Top ABSTRACT INTRODUCTION MATERIALS AND METHODS RESULTS DISCUSSION REFERENCES

 
IL-18-related genes were upregulated in Ag-specific CD8 T cells undergoing contraction. The response of low numbers of OT-1 T-cell receptor Tg T cells peaks in the spleen on day 6 or 7 after infection with actA-deficient LM-OVA, and then the numbers of OT-1 T cells decline precipitously during the contraction phase. To assist in identification of candidate genes involved in the contraction of Ag-specific CD8 T cells after infection, we performed a focused microarray analysis comparing gene expression in OT-1 Tg T cells purified from mice on day 8 after infection with actA-deficient LM-OVA to gene expression in naïve OT-1 cells. We performed two separate microarray analyses with OT-1 T cells purified from two different infected mice. The microarrays focused on 509 genes that were related to known death pathways. Listed in Table 1 are the 15 genes identified as the most upregulated in the Ag-specific CD8 T-cell population undergoing contraction.
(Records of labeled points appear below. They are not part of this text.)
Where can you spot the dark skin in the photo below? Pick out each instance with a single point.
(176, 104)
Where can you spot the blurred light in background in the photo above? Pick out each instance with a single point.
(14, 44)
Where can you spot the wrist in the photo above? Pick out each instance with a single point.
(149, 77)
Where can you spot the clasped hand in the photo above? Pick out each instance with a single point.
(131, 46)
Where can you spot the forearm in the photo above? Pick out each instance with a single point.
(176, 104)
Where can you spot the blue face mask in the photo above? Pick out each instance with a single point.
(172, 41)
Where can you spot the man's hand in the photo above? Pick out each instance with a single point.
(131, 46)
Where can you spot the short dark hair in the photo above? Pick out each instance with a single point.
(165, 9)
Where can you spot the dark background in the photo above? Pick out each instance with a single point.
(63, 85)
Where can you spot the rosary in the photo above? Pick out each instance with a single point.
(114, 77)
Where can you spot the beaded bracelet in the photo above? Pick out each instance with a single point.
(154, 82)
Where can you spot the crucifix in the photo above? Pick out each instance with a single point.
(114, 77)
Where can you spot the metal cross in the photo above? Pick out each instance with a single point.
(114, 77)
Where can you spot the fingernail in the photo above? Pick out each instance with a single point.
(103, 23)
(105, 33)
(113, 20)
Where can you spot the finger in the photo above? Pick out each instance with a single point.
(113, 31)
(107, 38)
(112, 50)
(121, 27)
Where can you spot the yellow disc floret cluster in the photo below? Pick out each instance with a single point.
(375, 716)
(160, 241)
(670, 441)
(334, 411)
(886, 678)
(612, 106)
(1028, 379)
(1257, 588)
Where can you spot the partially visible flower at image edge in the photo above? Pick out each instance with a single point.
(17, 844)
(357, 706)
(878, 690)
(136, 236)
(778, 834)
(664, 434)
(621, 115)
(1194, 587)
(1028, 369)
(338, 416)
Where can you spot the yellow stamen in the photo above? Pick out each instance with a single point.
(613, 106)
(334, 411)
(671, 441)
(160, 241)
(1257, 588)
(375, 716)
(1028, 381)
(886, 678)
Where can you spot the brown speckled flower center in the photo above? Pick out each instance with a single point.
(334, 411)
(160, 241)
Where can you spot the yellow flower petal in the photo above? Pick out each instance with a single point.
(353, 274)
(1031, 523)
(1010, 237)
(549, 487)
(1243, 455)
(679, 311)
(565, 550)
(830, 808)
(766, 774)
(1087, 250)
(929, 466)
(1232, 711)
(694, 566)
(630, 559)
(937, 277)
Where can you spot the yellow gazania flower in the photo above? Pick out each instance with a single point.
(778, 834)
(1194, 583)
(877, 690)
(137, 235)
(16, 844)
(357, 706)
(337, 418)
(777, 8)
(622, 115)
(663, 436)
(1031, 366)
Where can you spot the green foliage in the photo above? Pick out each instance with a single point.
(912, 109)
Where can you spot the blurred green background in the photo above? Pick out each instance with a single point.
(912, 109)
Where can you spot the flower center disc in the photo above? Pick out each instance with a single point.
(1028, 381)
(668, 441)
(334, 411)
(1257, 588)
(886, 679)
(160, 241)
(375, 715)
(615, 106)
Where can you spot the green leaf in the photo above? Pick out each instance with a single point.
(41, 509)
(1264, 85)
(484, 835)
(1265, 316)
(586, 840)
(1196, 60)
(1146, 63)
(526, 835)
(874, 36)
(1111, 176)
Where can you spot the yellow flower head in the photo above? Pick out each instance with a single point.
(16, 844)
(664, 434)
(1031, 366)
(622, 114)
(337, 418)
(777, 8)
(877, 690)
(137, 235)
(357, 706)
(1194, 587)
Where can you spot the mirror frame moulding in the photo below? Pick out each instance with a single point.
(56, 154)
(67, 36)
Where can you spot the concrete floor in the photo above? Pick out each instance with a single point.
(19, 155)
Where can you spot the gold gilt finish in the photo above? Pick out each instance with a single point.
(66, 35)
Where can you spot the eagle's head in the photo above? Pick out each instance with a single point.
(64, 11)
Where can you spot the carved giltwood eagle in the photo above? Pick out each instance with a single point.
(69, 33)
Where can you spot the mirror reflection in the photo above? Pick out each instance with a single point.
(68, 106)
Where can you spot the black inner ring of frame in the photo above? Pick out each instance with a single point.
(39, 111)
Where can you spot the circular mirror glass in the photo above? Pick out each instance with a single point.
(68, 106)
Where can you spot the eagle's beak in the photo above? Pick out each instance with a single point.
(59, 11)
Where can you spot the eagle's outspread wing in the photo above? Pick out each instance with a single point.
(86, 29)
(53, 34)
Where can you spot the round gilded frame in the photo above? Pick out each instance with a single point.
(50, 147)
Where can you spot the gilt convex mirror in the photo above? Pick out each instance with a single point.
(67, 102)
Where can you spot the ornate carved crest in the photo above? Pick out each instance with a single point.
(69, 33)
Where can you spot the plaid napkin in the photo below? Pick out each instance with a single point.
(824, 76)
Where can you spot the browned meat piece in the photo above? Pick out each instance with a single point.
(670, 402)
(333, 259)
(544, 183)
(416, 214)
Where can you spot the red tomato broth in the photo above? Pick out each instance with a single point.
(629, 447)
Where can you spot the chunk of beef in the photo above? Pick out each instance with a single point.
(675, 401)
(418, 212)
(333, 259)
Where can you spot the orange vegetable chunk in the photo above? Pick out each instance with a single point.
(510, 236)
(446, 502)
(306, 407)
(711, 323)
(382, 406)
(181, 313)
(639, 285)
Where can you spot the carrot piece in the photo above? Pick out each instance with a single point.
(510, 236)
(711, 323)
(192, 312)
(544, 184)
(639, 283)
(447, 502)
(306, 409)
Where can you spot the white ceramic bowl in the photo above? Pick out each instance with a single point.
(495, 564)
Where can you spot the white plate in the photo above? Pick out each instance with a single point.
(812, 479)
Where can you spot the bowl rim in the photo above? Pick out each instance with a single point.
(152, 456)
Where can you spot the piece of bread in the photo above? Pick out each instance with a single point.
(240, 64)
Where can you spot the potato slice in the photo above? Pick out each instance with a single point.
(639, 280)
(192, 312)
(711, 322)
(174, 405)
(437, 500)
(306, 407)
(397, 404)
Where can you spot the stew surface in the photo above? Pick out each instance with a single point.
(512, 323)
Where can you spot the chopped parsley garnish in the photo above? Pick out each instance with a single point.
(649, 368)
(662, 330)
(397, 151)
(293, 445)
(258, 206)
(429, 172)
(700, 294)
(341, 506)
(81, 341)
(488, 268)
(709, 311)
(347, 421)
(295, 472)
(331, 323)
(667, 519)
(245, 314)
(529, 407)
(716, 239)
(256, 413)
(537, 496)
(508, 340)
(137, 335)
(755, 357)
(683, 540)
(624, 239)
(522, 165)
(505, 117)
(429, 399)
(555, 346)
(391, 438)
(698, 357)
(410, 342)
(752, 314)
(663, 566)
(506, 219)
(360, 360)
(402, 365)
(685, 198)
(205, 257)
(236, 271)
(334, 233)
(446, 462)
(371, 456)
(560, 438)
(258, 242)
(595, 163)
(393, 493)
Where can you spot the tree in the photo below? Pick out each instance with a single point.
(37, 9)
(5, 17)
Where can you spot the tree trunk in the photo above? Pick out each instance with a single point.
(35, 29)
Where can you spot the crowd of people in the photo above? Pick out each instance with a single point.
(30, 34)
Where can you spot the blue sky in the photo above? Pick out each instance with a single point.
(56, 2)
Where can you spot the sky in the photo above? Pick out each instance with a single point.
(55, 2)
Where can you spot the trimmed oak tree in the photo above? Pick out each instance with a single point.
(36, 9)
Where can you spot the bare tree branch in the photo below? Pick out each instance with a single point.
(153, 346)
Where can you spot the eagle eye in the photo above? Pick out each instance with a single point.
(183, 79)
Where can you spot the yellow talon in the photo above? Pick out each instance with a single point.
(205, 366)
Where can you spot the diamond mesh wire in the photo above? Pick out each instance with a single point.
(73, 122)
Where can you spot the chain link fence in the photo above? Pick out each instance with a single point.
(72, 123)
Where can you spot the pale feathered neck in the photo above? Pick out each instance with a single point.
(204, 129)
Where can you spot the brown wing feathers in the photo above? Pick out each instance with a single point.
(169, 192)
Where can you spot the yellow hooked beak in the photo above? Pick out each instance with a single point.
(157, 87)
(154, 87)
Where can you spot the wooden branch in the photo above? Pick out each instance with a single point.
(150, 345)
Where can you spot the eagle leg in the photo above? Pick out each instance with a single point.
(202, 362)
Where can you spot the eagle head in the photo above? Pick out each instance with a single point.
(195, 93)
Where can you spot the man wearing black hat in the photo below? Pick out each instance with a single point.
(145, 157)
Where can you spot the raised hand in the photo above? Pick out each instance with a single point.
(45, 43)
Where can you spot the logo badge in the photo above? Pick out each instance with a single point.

Among these genes was an interesting collection of related genes encoding IL-18, IL-18R, IL-18Rβ, and caspase-1. The upregulation of IL-18, IL-18R, and IL-18Rβ mRNA in OT-1 Tg T cells on day 8 p.i. was confirmed using probe-based quantitative real-time PCR (data not shown). Given that we had identified a group of related genes that were concurrently upregulated, we chose to examine the potential role of IL-18 in the contraction of Ag-specific T cells.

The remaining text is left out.